Forum Women and Disability et the Swedish Disability Rights Federation ont expliqué que selon les règlementations en vigueur en Suède, les femmes et filles handicapées devraient jouir de droits égaux, ce qui n’est pas le cas dans de nombreux domaines, notamment en matière d’accès aux soins ou à l’éducation. Les femmes et les filles handicapées ne sont pas visibles dans les statistiques, a dénoncé l’organisation. Pour que toutes les femmes bénéficient de protection, conformément à la Convention, il faut des statistiques, faute de quoi les femmes handicapées resteront dans l’invisibilité, a-t-elle insisté.
RFSL, the Swedish Federation for Lesbian, Gay, Bisexual, Transgender, Queer and Intersex Rights a relevé avec préoccupation que les femmes LBTI n’ont pas été mentionnées dans la liste des points à traiter concernant la Suède, alors que les droits des personnes LBTI sont bien des droits des femmes et que ces personnes sont victimes de discriminations en raison de leur identité. Ont également été dénoncées les procédures d’asile très strictes à l’encontre des personnes LGBTI qui sont persécutées dans leur pays d’origine – des pays vers lesquels de nombreuses personnes LGBTI ont été rapatriées.

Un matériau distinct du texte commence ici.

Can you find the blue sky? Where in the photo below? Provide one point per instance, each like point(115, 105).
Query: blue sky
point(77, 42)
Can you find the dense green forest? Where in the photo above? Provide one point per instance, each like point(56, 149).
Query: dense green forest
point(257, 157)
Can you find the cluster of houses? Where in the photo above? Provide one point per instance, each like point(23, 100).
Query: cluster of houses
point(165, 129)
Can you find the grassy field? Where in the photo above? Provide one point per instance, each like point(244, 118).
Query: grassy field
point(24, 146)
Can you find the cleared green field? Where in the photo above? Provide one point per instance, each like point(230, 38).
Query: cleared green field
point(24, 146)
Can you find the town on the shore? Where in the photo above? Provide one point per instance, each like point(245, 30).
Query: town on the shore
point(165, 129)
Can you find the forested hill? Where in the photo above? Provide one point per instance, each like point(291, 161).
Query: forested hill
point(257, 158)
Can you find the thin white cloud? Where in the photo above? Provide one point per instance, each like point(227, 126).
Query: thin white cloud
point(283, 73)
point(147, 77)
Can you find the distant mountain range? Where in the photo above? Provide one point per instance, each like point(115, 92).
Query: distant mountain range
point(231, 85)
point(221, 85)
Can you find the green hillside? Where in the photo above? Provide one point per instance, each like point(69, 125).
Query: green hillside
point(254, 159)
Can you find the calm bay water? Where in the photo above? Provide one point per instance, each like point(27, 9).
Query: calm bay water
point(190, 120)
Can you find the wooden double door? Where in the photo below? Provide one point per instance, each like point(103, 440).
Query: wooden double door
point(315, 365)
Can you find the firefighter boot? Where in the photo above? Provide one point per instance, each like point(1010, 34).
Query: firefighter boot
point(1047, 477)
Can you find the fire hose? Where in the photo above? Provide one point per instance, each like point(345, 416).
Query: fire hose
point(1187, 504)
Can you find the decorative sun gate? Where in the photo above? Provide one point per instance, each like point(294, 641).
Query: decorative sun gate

Swedish Women’s Lobby a salué les mesures qui, à l’instar du congé de paternité, ont permis aux femmes de s’intégrer dans le domaine du travail il y a une vingtaine d’années. Malheureusement, a poursuivi l’organisation, la Suède n’a plus pris de mesures positives depuis cette période et persiste encore aujourd’hui un écart salarial de 23% entre les hommes et les femmes, comme il y a 25 ans. De nombreuses retraitées se battent pour joindre les deux bouts, a-t-elle insisté. Les femmes sont en congé maladie deux fois plus souvent que les hommes en raison du stress et de l’anxiété que procure leur statut et les adolescentes, elles aussi, sont davantage stressées que les adolescents, a insisté l’organisation.
Au cours du dialogue qui a suivi ces présentations, une experte du Comité a demandé davantage d’informations au sujet des enquêtes sur les violences sexuelles en Suède, en faisant observer que s’il y a davantage de plaintes, il ne semble pas y avoir davantage de condamnations dans ce domaine. Davantage d’informations ont également été demandées s’agissant des femmes et des filles apatrides en Suède et des poursuites à l’encontre des auteurs de traite de personnes.
Les représentants de la société civile ont rappelé qu’une loi suédoise condamne les personnes qui recourent à la prostitution (d’autrui) et se livrent à la traite des êtres humains, mais ont fait observer que ce n’est là qu’une petite partie du problème de la traite ; il faudrait en effet que cette loi s’étende aussi aux agissements à l’étranger. S’agissant des écarts salariaux entre hommes et femmes, une organisation a expliqué que certaines femmes qui ont travaillé toute leur vie dans des emplois mal rémunérés rencontrent de grandes difficultés à joindre les deux bouts une fois à la retraite ; il faudrait donc envisager une réforme fiscale plus juste permettant des transferts plus importants au profit des femmes retraitées.